Luckily, there are some libraries in Python that can do all the heavy lifting ( HTTP handshake, parsing, creating deep data structures etc). One such library is Beautiful Soup. Let’s see how to scrape
Install Beautiful Soup version 4
> pip install beautifulsoup4
Let’s find out the price of iphone Xs. Go to the apple website and navigate to the iphone Xs page. Set that page as a variable
url = "https://www.apple.com/shop/buy-iphone/iphone-xs"
Beautiful Soup does not actually go out to the web and get the web page. For that we have to use another Python standard library called requests. It is a basic HTTP request library that can go out and get content on the web for us. Once we get the actual content of the web page, Beautiful Soup can parse it and present it in a searchable object.
from bs4 import BeautifulSoup
import requests
Get the web page content and give it to Beautiful Soup to parse.
html = requests.get(url).content
soup = BeautifulSoup(html,'html.parser')
Now that we have the content, we have to figure out where exactly the prices are stored. In order to find out the tag where the price is stored, just right click on the web page in the browser and select View Page Source. In the page source, search for the price you are looking for. For example, the current price of iphone is 999 dollars. Search the page source with 999.

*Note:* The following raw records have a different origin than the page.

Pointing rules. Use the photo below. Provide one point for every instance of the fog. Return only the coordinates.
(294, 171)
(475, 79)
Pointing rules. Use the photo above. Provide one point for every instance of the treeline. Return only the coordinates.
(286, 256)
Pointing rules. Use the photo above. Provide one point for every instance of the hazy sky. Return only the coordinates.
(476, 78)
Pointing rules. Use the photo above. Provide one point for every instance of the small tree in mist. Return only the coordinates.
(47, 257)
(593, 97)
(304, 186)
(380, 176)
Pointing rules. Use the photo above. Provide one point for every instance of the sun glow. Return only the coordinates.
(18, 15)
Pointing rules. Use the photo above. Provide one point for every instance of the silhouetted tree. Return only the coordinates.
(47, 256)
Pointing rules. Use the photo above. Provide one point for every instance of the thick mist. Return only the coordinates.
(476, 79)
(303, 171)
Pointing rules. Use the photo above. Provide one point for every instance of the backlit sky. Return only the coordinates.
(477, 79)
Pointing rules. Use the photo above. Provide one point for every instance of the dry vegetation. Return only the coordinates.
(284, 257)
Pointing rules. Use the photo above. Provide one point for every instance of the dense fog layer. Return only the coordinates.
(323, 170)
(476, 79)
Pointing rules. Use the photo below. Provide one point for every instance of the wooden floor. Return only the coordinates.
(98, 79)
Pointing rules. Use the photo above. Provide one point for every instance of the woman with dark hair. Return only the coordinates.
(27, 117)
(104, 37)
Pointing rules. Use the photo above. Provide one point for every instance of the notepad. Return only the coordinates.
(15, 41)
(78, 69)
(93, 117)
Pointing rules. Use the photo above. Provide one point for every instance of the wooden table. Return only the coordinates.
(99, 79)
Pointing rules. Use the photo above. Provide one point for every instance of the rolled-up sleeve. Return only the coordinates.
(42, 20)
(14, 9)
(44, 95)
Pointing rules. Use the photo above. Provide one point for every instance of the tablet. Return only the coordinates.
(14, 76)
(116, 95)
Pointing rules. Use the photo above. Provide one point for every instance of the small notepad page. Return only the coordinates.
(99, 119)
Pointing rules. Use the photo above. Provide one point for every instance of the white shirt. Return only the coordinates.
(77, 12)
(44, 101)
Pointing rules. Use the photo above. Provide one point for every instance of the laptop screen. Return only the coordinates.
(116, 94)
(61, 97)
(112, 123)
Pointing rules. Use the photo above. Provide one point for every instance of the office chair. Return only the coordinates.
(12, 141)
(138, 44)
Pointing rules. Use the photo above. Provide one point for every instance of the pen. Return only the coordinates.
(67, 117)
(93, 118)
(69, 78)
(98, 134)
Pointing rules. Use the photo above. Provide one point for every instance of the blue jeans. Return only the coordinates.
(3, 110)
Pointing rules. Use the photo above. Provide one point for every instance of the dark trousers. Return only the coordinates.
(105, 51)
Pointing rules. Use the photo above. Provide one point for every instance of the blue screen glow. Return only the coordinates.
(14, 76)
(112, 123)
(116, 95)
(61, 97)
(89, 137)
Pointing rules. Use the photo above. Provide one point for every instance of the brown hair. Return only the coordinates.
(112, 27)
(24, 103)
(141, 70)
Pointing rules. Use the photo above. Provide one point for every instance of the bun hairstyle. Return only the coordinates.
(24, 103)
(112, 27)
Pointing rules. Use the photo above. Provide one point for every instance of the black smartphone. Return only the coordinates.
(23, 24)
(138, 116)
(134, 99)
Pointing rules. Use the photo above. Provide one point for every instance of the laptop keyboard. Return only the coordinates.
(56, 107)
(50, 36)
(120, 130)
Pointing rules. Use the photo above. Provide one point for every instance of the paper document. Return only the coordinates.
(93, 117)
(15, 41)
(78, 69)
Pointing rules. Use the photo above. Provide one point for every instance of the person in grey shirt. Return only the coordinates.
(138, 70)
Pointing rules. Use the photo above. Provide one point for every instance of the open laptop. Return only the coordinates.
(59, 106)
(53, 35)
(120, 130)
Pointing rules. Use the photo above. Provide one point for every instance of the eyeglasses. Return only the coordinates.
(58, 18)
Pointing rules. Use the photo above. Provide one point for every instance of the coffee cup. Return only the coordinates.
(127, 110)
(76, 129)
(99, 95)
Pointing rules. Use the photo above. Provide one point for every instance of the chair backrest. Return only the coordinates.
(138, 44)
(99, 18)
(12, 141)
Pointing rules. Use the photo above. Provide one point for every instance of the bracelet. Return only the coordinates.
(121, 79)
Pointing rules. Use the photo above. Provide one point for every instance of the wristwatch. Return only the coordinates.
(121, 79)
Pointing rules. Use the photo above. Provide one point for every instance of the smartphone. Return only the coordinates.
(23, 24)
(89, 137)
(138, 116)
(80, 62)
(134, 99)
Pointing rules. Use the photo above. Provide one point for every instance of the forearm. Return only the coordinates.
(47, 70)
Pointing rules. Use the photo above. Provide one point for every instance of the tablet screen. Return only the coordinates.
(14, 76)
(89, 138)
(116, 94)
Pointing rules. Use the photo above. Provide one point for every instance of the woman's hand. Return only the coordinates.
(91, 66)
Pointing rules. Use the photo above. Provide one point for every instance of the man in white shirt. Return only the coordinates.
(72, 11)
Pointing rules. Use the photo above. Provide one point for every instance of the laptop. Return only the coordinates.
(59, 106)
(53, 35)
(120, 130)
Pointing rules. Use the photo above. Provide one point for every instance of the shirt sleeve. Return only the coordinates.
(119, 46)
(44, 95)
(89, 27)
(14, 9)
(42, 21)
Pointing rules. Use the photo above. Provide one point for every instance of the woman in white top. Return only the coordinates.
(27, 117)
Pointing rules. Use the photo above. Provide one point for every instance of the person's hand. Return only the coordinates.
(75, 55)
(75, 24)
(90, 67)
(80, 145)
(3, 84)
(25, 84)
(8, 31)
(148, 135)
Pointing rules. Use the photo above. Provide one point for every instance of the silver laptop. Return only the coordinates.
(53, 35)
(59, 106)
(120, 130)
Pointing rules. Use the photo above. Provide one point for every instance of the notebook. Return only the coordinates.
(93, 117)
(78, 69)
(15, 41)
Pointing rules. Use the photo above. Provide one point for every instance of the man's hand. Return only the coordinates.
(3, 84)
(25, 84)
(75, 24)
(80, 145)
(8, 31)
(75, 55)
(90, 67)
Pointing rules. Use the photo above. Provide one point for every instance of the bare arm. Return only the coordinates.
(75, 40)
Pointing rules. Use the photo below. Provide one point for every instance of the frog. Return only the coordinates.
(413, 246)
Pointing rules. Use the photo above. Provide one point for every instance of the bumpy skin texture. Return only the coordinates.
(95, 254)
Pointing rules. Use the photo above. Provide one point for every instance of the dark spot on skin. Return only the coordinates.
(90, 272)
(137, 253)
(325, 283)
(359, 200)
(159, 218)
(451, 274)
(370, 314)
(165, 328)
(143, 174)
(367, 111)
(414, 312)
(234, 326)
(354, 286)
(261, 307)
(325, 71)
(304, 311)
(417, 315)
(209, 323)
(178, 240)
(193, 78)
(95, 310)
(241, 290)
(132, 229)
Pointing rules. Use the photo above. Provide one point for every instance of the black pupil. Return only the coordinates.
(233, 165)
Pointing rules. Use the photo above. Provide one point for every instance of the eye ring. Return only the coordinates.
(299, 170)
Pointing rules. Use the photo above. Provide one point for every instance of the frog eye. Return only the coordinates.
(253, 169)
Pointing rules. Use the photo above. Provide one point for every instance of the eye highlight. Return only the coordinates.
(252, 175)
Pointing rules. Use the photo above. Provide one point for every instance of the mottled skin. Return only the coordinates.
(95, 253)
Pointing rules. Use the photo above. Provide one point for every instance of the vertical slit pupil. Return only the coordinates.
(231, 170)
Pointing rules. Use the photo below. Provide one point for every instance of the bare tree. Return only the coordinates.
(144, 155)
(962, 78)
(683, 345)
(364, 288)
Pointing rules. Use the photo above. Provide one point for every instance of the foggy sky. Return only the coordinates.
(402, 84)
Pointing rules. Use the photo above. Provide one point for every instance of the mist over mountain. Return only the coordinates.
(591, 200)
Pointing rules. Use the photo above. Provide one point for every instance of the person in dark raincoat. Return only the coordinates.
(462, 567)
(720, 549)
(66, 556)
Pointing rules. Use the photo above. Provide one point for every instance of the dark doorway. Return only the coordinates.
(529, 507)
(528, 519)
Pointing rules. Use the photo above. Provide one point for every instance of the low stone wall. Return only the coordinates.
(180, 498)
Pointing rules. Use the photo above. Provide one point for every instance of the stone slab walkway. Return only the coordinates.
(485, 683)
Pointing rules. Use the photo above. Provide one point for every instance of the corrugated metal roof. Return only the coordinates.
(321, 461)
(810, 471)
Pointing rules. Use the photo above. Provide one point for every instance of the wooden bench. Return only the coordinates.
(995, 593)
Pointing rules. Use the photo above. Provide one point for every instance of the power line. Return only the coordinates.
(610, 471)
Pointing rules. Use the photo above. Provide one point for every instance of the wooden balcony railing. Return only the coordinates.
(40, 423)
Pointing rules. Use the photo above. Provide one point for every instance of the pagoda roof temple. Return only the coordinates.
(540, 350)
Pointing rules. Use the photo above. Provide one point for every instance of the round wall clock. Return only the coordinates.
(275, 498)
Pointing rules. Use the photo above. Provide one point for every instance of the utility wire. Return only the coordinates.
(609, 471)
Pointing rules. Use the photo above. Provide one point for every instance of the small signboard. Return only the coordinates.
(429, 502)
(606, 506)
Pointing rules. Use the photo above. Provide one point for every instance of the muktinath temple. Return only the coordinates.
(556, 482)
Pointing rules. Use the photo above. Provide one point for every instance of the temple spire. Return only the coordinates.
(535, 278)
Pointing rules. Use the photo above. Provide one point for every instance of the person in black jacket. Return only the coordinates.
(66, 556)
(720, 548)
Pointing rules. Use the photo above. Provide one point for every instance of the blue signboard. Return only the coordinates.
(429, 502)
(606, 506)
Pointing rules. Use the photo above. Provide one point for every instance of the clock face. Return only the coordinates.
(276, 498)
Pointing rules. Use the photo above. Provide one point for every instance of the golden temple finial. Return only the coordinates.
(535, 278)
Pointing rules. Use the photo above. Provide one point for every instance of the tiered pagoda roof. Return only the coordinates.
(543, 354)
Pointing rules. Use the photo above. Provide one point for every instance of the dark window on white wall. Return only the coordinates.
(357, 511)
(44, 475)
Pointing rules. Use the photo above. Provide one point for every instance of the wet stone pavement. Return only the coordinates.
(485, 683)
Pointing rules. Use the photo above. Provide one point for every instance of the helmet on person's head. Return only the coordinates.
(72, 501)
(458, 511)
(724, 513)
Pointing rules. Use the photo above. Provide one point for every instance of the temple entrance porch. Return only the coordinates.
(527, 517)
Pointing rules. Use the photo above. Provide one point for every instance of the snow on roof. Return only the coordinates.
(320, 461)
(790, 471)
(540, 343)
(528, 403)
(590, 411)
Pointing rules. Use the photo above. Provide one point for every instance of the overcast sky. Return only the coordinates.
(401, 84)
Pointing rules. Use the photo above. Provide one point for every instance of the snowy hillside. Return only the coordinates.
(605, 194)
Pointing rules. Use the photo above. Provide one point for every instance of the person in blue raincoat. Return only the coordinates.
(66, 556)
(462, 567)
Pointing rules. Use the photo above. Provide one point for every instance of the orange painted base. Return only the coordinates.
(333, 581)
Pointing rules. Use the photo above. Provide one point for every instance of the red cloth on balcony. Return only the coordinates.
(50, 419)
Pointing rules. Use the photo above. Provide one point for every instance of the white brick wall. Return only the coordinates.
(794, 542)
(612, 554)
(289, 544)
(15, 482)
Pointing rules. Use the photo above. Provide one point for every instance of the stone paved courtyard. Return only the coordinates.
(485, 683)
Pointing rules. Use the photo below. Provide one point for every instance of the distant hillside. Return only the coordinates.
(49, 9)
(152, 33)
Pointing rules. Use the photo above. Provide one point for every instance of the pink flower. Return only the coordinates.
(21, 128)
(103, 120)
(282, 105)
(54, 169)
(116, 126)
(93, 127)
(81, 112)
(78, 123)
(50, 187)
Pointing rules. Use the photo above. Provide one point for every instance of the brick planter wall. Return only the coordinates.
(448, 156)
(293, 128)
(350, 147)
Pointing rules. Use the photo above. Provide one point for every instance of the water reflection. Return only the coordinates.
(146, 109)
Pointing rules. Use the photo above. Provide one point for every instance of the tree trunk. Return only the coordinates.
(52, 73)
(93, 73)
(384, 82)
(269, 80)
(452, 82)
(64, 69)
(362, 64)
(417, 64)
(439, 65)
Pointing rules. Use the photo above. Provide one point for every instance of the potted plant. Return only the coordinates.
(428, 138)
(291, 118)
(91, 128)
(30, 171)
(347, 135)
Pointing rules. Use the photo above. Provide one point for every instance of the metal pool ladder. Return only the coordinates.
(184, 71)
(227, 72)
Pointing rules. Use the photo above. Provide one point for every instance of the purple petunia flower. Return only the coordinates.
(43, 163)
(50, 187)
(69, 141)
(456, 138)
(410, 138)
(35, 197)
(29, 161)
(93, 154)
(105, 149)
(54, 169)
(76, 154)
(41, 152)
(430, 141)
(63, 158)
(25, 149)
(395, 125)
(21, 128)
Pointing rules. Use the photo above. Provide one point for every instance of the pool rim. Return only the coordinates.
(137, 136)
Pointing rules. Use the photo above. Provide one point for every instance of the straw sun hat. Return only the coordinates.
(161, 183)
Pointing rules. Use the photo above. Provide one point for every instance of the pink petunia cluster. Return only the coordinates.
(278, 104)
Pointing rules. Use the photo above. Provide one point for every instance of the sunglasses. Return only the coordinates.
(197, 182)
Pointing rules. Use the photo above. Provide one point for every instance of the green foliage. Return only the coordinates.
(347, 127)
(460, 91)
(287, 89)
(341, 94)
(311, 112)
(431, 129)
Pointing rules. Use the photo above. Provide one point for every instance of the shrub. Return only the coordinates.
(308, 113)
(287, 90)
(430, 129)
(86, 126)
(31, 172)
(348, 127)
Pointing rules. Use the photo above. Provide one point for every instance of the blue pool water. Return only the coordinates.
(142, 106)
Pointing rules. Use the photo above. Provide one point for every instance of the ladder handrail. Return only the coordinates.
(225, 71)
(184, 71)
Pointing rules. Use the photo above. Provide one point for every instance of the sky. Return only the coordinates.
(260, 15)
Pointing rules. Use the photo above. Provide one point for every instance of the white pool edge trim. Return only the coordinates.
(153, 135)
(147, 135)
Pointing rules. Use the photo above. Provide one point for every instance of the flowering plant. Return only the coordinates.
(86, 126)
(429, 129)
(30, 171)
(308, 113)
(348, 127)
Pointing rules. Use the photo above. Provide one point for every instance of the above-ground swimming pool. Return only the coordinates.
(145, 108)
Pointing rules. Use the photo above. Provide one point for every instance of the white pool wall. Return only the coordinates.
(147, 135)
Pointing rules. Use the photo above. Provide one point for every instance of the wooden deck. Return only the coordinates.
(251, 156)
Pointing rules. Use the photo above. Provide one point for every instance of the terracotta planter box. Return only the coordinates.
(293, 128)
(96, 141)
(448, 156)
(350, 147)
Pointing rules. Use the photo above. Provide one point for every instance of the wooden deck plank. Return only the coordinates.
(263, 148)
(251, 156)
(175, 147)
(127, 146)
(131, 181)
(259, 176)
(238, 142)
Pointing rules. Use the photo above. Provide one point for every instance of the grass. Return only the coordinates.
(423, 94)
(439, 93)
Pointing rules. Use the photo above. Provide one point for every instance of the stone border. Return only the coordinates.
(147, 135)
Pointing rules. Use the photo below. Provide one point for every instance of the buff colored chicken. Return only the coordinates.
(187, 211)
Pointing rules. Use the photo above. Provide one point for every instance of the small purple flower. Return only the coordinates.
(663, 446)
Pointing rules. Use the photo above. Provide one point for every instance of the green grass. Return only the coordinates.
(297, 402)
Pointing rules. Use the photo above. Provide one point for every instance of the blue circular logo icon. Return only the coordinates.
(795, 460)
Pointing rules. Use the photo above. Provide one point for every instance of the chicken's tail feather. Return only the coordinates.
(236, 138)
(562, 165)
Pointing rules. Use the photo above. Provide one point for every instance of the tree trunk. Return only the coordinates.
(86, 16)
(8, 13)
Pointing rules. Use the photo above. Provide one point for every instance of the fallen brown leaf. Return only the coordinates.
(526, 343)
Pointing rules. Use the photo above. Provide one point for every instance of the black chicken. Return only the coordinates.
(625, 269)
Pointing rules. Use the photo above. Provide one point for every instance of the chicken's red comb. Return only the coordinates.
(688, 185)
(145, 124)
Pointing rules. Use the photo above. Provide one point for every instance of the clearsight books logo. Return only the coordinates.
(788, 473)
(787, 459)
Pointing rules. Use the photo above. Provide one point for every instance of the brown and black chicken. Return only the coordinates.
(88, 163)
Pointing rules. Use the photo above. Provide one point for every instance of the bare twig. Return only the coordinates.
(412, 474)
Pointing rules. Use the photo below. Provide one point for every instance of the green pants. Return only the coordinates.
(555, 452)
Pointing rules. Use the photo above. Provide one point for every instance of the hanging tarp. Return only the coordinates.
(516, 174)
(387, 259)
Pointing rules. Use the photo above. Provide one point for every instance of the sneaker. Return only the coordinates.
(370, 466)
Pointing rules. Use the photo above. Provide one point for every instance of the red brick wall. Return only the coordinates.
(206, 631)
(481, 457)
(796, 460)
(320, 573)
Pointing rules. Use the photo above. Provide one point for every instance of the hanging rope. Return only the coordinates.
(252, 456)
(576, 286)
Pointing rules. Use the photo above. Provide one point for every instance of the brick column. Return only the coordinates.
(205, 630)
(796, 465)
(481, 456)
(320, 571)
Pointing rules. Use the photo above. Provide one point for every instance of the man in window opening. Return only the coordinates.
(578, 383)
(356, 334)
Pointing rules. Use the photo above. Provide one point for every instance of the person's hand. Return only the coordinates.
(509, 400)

The prices are displayed using a span tag with class current_price. Pull out all the class tags with value of “current_price”. There are multiple ways to do it, but we will just look at one.
soup.select(".current_price")[0]
<span class="current_price">From <b>$549</b></span>
We are just looking at the first atttribute and there are many more prices ( based on the options selected).
Beautiful soup is good enough for low volume web scraping. For high volume web scraping (search engine level web scraping), use Scrapy
API
API stands for Application Programming Interface. It is a way to give programmatic access to a resource. For example, your Alexa machine goes out automatically(programmatically) and fetches the weather data for a particular zip code from weather.com. How does it do it ?
Weather.com provides an API to programmatically fetch weather data. Other examples could be xe.com providing API for exchange rates or Bloomberg providing API for stock tickets. etc.
In this section, let’s using Python to get the weather information on a particular zip code. In order to avoid abuse and keep track of requests, most of the time an API Key is provided. You can sign up for weather.com and a key will be provided to you. Without that key weather.com would not honour API requests.

APIs are typically exposed as URLs. For example, to get the weather by a city, use the following API.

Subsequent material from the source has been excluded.